Les EAU comptent parmi les plus importants partenaires commerciaux du Pakistan et figurent parmi ses principales sources d’investissements étrangers, avec un montant dépassant 10 milliards de dollars au cours des 20 dernières années. En décembre 2023, juste après le lancement du SIFC, les EAU ont signé des accords d’une valeur de 25 milliards de dollars, notamment dans le secteur agricole, avec, dans un premier temps, la production de viande halal et de dattes destinées à l’exportation vers les Émirats[23]. Une série d’autres accords a suivi.
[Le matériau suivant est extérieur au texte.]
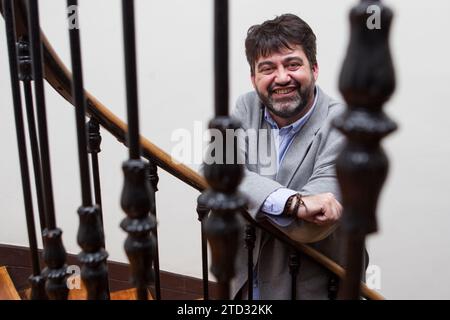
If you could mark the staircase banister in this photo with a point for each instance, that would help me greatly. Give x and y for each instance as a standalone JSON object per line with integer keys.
{"x": 59, "y": 77}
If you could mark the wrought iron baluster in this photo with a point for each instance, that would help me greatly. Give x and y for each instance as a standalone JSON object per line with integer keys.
{"x": 250, "y": 238}
{"x": 90, "y": 233}
{"x": 135, "y": 201}
{"x": 37, "y": 281}
{"x": 333, "y": 287}
{"x": 222, "y": 226}
{"x": 152, "y": 172}
{"x": 54, "y": 252}
{"x": 202, "y": 211}
{"x": 25, "y": 75}
{"x": 94, "y": 142}
{"x": 366, "y": 82}
{"x": 294, "y": 267}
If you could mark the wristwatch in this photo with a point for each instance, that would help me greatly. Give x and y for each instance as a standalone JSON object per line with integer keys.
{"x": 292, "y": 204}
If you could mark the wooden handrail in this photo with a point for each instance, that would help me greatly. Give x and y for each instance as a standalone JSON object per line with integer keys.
{"x": 59, "y": 77}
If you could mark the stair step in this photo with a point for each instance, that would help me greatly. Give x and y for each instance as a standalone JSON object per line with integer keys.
{"x": 81, "y": 294}
{"x": 7, "y": 289}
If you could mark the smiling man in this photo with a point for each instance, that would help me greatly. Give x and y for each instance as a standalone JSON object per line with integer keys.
{"x": 301, "y": 197}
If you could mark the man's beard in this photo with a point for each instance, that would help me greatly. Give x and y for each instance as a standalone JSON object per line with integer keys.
{"x": 289, "y": 106}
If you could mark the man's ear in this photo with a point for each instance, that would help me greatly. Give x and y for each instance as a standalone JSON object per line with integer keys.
{"x": 315, "y": 71}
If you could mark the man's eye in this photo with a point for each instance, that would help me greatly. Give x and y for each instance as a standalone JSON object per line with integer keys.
{"x": 294, "y": 66}
{"x": 266, "y": 70}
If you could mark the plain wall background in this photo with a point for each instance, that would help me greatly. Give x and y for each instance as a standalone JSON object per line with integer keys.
{"x": 175, "y": 88}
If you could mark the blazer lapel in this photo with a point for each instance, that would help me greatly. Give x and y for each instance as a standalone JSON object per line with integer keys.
{"x": 302, "y": 141}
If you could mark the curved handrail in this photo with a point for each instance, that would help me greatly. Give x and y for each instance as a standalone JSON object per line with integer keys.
{"x": 59, "y": 77}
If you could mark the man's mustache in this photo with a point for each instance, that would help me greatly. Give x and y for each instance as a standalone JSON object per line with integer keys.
{"x": 274, "y": 87}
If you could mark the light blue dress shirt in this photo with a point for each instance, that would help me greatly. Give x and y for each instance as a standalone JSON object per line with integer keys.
{"x": 274, "y": 205}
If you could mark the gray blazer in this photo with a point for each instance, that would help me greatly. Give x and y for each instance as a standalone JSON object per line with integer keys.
{"x": 308, "y": 166}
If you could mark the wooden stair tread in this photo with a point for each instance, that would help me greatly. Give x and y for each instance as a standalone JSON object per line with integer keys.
{"x": 7, "y": 289}
{"x": 81, "y": 294}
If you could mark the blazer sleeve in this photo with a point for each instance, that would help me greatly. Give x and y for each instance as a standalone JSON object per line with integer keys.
{"x": 324, "y": 178}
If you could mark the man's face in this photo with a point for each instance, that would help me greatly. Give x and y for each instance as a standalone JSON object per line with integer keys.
{"x": 285, "y": 81}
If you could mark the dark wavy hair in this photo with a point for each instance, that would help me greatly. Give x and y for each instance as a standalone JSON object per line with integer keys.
{"x": 283, "y": 32}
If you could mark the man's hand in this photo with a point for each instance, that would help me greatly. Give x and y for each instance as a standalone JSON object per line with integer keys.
{"x": 320, "y": 209}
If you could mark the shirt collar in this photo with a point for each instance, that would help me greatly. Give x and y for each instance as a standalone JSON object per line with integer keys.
{"x": 297, "y": 125}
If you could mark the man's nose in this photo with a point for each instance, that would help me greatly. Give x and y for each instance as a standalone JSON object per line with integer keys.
{"x": 282, "y": 77}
En mai 2024, lors d’une visite d’une journée à Abou Dhabi, le Premier ministre pakistanais Shehbaz Sharif a obtenu une promesse d’investissement de 10 milliards de dollars de la part du président des EAU, le Sheikh Mohamed bin Zayed Al Nahyan[24]. En juin 2024, Bassam Karanouh, dirigeant de la société Caballero Foods basée à Dubaï, a visité une ferme FonGrow à Khanewal pour réfléchir aux opportunités d’agriculture d’entreprise au Pakistan[25]. En novembre 2024, AD Ports, groupe portuaire des EAU, a signé quatre protocoles d’accord avec le gouvernement pakistanais pour envisager la modernisation de ses infrastructures maritimes, ferroviaires, aéroportuaires, douanières et logistiques[26]. AD Ports est déjà un investisseur majeur dans le port de Karachi au Pakistan, et ces accords visaient à développer encore ses activités dans le pays.
Enfin, un acteur majeur de ces dynamiques est le fond souverain ADQ d’Abou Dhabi, qui a acquis 50 % des parts de la société Al Dahra Holding Company, un leader multinational de l’agroalimentaire spécialisé dans l’alimentation animale et les produits alimentaires de base. Al Dahra exploite trois rizeries au Pakistan, en Inde et aux EAU, avec une capacité de production annuelle de 500 000 tonnes[27]. L’entreprise est également un acteur majeur dans la culture, la production et la fourniture de fourrages pour animaux et de cultures alimentaires. Elle détient un portefeuille foncier de près de 162 000 hectares de terres en propriété ou en location dans 20 pays, et possède 15 usines d’aliments pour bétail produisant plus de 40 types de produits[28]. Afin de renforcer les investissements des EAU au Pakistan, les deux pays négocient actuellement un Accord de partenariat économique global (CEPA), avec au centre des discussions des secteurs stratégiques tels que l’agriculture, les mines et le pétrole[29].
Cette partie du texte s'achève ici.